第64話 ドラゴン娘の変態ファン現る。
「リュウカお姉さんからまだ連絡来ないな…」
リュウカが盗賊達と戦っていた事など知る由もないアリアは店のダイヤル式電話の前で肘をついて、ひたすらぼーとしていた。
「アリア。電話が待ち遠しいのはわかるけど。そろそろ学校に行かないと遅刻しちゃうわよ?」
「わかってるよ…」
すると店の扉をノックされた。
「こんな朝早く誰かな?」
「きっとリュウカが言ってたお手伝いに来てくれる冒険者ギルドの方よ。今開けますね。」
扉を開けると、緊張してるのが丸わかりな顔が赤い眼鏡をかけた女性が居た。
「おっおはようございます…アンナ・ホワイトさん…冒険者ギルドからおっお手伝いに来ました…私、受付嬢のメアー・リリィともっ申します…」
「あら。あなたは確か。よく店に買い物に来てくださってますよね?」
「はっはい…お世話になってます…りゅリュウカさんの代わりを務められるように頑張りますので…どっどうかよろしくお願い致しましゅ…あっ…噛んじゃったぁ…恥ずかしい…」
「こちらこそよろしくお願いしますね…?でもそんなに緊張しなくて大丈夫ですよ…?私の方が年下なんですし…?」
「すっすみません…仕事の時には切り替えられるのですが…普段、人と話すと緊張するタイプなので…」
「あはは…そうなんですね…?」
(この人…リュウカと接してる時はテンション高くてハキハキしてなかったかな…?)
「お姉ちゃんのお手伝いお願いしますね。」
「はっはい!頑張ります!副会長!」
「副会長?」
「すっすみません!リュウカちゃんファンクラブの副会長はアリアさんにしたいと会長のメグ様から聞いてましたから…つい…」
「私が副会長だって聞いてるってことは?あなたはもしかして?」
「私!リュウカちゃんファンクラブの会員No.4です!」
「なるほど。」
(冒険者ギルドの受付嬢にリュウカの大ファンがいるって言ってたけど、この人だったわけか。)

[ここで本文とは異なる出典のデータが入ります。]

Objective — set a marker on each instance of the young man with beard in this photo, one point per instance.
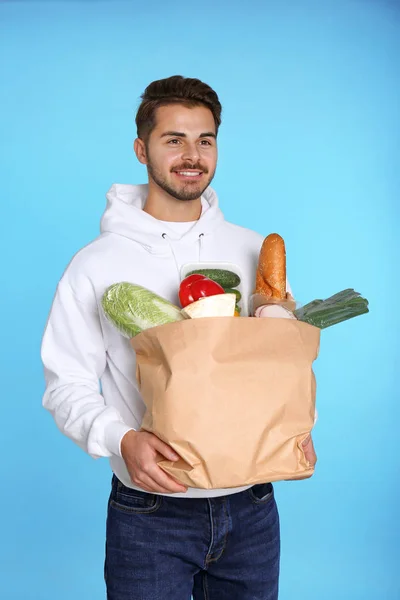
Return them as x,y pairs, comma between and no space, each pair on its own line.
163,541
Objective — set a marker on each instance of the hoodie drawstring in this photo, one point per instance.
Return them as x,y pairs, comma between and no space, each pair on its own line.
165,237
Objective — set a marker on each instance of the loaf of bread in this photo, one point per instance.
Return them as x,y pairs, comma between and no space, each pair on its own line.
271,270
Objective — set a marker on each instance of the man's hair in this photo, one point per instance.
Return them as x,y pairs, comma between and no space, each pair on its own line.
174,90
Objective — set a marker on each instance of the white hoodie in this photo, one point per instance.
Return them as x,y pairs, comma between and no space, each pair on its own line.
89,367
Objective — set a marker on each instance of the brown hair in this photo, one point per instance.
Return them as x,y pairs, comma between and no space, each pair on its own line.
174,90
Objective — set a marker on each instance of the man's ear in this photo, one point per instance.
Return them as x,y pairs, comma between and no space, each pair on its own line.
140,150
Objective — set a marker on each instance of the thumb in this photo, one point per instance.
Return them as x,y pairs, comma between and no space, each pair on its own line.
165,450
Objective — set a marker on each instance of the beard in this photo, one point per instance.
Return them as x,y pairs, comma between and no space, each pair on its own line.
181,191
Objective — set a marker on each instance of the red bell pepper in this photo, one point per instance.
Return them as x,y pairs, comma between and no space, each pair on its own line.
197,286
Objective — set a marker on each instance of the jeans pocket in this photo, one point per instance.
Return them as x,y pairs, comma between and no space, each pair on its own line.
261,493
133,501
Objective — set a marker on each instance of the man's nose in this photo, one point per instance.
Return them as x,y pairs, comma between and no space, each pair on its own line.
191,152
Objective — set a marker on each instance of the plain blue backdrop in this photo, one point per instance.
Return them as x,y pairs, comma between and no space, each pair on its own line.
309,147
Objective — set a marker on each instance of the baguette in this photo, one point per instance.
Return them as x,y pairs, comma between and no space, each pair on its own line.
271,270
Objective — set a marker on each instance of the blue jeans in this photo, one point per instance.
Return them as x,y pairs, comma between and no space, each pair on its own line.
165,548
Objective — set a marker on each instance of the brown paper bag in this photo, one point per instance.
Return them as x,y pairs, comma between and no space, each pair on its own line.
233,396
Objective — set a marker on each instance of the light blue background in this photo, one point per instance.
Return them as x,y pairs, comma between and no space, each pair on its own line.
309,147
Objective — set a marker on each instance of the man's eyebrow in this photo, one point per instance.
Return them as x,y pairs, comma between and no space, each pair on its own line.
180,134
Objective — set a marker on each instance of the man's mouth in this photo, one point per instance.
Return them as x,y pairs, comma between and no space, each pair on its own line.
189,174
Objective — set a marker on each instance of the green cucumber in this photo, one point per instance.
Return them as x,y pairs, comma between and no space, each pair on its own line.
225,278
236,292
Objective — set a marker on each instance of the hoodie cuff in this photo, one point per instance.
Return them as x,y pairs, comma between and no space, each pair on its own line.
113,436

「やっぱり!メグ様とお姉ちゃん以外で会員の方に会えたのはあなたが初めてです!嬉しいな!」
「私もです!副会長!」
二人は手を握り合うと、ピョンピョンとジャンプして喜びを分かち合った。
「あっアリア!もう家を出ないと学校にギリギリよ!」
「やばい!帰ってきたら、色々話しましょう!」
「はい!楽しみにしてます!」
「それじゃ、行ってきます。」
「えっええ。行ってらっしゃい。」
アリアは学校に行った。
「アリアさん…素敵な同志だった…」
「さっさて。メアーさん。あなたに一つお願いすることがあります。」
「なっ何でしょうか…?」
「仕事中はこのゴスロリ衣装を着てもらうことです。」
アンナは店で着させているリュウカのゴスロリ衣装をバーンと見せた。
「そっそっそれは…」
「なーんて冗談ですよ。ちゃんとほかに…」
「リュウカさんが着てるやつですか!!」
「えっええっ…?そうですが…?」
「着ます!!いや、むしろ着させてください!!」
「いいですか…?」
「はい!」
「わかりました…?あちらの部屋で着替えてください…?」
「あの部屋ですね!」
アンナから衣装を受け取ると、ルンルンと部屋に入った。
「真面目に働いてくれそうだし…冒険者ギルドから来たんだもの…心配ないわよね…?」
当の本人、メアーはというと。
「スーー。ハァァ。スーー。ハァァ。リュウカちゃんの残り香がする気がする♡し・あ・わ・せ♡」
着替えずによだれをたらしながら、目をハートにして衣装の匂いを吸う、ガチの変態みたいなことして喜んでいた。